Trekking to Tobago’s Real Fountain of Youth

Castara waterfall trek, Tobago. Waterfall in the middle of the jungle.

Castara waterfall, Tobago

A version of this article was originally published in the Sunday Times in September 2014

On an island as tiny as Tobago, it’s doubly thrilling to discover that the road less travelled still remains. In this case the “road” was a river, and I was navigating it not by boat, but on foot – barefoot – with a man named Porridge.

We were heading to Castara Waterfall, one of many which emerge from Tobago’s ancient rainforest, cascading down steep hillsides into the Caribbean Sea. Though the main falls are just a short stroll from the fishing village of Castara, I’d heard on the island grapevine whispers of a second and third waterfall, deep in the jungle, beyond abandoned cocoa plantations, the snapping claws of rain crabs, and sheer walls of pure nature.

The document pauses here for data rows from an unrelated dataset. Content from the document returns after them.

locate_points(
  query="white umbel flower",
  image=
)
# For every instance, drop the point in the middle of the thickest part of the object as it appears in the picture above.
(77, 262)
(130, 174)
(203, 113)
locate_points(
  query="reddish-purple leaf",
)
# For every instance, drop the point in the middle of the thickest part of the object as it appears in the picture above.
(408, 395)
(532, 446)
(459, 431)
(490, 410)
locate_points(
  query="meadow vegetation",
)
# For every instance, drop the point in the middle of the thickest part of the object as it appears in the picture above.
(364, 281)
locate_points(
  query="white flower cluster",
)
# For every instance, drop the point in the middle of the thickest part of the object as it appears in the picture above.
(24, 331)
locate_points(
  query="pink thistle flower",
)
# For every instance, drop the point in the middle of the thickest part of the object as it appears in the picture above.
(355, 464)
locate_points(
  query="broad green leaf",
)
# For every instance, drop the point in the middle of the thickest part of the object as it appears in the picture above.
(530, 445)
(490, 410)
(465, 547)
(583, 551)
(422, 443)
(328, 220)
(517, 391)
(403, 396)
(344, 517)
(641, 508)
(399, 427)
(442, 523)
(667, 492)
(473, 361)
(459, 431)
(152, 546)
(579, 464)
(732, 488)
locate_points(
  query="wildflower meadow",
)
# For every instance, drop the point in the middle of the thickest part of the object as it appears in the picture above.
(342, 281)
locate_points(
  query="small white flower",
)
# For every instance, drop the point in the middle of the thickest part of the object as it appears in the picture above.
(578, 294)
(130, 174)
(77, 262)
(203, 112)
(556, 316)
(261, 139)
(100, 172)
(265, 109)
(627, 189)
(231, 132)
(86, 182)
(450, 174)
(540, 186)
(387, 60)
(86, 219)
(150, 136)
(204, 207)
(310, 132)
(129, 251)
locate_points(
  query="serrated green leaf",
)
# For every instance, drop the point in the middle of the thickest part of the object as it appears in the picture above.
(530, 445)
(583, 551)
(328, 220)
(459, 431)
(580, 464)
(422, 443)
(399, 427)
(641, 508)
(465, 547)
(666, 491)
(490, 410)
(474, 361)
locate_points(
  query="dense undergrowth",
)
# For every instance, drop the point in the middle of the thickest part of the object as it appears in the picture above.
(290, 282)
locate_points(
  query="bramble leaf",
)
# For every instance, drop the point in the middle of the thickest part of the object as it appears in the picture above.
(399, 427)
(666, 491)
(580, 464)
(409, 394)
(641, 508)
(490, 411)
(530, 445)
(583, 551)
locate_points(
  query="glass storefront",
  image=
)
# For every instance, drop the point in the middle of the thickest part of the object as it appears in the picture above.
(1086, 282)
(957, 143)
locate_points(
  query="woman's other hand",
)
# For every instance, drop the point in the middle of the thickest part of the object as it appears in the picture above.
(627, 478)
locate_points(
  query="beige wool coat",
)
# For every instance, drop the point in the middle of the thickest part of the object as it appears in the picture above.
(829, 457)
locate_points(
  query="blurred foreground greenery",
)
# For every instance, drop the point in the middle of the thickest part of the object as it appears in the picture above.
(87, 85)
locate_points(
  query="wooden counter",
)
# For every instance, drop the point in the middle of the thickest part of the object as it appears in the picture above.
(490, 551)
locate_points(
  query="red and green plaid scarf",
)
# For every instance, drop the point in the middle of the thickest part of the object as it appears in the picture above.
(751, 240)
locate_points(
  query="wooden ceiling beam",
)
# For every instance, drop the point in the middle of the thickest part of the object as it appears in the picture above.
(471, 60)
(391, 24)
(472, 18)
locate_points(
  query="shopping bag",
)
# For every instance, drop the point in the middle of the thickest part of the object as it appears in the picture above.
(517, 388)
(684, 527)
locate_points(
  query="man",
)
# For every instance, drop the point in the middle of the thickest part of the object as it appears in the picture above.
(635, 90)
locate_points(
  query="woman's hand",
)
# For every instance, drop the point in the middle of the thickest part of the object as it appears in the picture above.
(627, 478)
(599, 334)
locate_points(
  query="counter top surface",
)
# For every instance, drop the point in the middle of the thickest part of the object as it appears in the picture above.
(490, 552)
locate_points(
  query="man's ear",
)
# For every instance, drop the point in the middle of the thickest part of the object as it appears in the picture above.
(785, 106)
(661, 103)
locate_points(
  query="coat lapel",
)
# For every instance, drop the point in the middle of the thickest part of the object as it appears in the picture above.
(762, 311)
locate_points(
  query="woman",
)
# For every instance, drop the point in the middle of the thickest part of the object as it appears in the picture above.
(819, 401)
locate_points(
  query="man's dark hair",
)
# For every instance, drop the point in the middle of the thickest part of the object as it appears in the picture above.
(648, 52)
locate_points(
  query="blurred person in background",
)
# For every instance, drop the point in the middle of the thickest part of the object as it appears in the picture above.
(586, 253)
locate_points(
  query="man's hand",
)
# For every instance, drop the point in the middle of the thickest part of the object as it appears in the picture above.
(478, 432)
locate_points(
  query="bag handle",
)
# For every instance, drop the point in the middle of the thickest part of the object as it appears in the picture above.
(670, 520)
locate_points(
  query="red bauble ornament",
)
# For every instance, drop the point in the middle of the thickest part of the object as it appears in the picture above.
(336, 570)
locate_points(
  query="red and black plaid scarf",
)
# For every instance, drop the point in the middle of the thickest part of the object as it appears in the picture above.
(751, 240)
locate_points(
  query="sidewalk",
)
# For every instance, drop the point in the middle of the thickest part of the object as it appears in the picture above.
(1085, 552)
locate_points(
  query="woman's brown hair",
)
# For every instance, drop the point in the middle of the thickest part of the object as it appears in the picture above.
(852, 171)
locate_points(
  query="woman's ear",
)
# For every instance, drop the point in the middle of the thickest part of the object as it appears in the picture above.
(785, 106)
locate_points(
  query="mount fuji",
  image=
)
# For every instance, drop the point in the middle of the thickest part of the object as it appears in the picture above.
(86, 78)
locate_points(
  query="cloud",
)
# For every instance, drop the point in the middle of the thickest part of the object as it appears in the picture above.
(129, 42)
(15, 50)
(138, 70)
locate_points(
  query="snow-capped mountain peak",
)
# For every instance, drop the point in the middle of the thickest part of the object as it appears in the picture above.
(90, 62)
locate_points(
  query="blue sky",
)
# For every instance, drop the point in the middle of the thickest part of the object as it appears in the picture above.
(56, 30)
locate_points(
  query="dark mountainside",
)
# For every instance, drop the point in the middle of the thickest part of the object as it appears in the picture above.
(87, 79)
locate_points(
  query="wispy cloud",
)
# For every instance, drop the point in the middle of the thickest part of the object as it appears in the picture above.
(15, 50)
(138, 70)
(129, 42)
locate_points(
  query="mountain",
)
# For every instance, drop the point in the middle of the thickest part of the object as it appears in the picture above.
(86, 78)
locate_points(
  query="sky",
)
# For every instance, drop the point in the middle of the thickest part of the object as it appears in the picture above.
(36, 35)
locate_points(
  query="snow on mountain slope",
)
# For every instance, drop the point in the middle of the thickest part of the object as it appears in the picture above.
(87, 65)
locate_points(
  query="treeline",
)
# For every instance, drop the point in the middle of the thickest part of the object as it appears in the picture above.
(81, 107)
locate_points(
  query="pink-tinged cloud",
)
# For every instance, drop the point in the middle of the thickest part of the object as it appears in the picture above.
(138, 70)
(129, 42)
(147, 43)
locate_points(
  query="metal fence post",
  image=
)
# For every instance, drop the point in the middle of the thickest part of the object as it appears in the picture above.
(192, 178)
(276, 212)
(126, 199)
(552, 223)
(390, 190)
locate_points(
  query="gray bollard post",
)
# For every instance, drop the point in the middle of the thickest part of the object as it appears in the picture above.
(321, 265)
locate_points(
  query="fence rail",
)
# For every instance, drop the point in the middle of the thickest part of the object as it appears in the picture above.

Porridge – as he is known, island-wide – had grown up in Castara, and now manages Castara Retreats. He’d lost many enchanted hours playing in the forest, back when the waterfall was Castara’s only freshwater source. But it was years now since he’d ventured beyond the first falls, and when I mentioned the third cascade, his eyes sparkled.

“I’ll take you.”

So here we were, having scrambled up slippery rocks beside the first waterfall, and emerged from the tropical sunlight into a dark, jungle-smothered landscape, where hummingbirds’ coppery hues contrasted with the leaf-filtered light. Our sandals stowed, we proceeded, slowly, via rock and river. The ankle-deep freshwater was pleasingly cool. My pace was urban-clumsy, but Porridge was patient, carrying my bag, my camera and – once – me across the trickiest terrains. He identified thorny bushes and stinging shrubs – though as jungles go, Tobago’s is a treat, with no venomous snakes, no jaguars or piranhas. The greatest danger was the wet rock, polished perilously smooth by the pounding water.

Castara waterfall trek, Tobago

La Nomadita treks to Castara waterfall

With so much focus on my bare feet, I had to remember to look around – at the orchid-draped trees, and the flashes of motmot and kingfisher – feathered fireworks in the forest twilight. An hour in, we reached the third and final cascade.

Far offshore, Tobago’s popular Nylon Pool is hailed as its Fountain of Youth; bathing in it, the legend says, takes ten years off you. But as I slipped into Castara’s still-secret pool – mud-streaked, graze-kneed, and giggling with the giddiness of raw nature, I felt I’d skipped more than a decade. I’d returned to the magic of childhood.


  • There are no organised tours to the higher Castara Waterfalls but ask around in the village for a local guide; a half-day tour will cost around £30. Intrepid trekkers can go unguided, but walking alone is not recommended for safety reasons. The first waterfall is easily reached independently – cross the football field and follow the river.
  • The 54m-high Argyle Waterfall, near Roxborough, is Tobago’s most popular and accessible. It’s a 20-minute walk from the visitor centre, where guides are available, £6 pp
  • Best reached via Rainbow Nature Resort, Rainbow Waterfall (20 minutes) and remote Twin River Falls (2 hours) have deep pools for swimming. No guides are needed.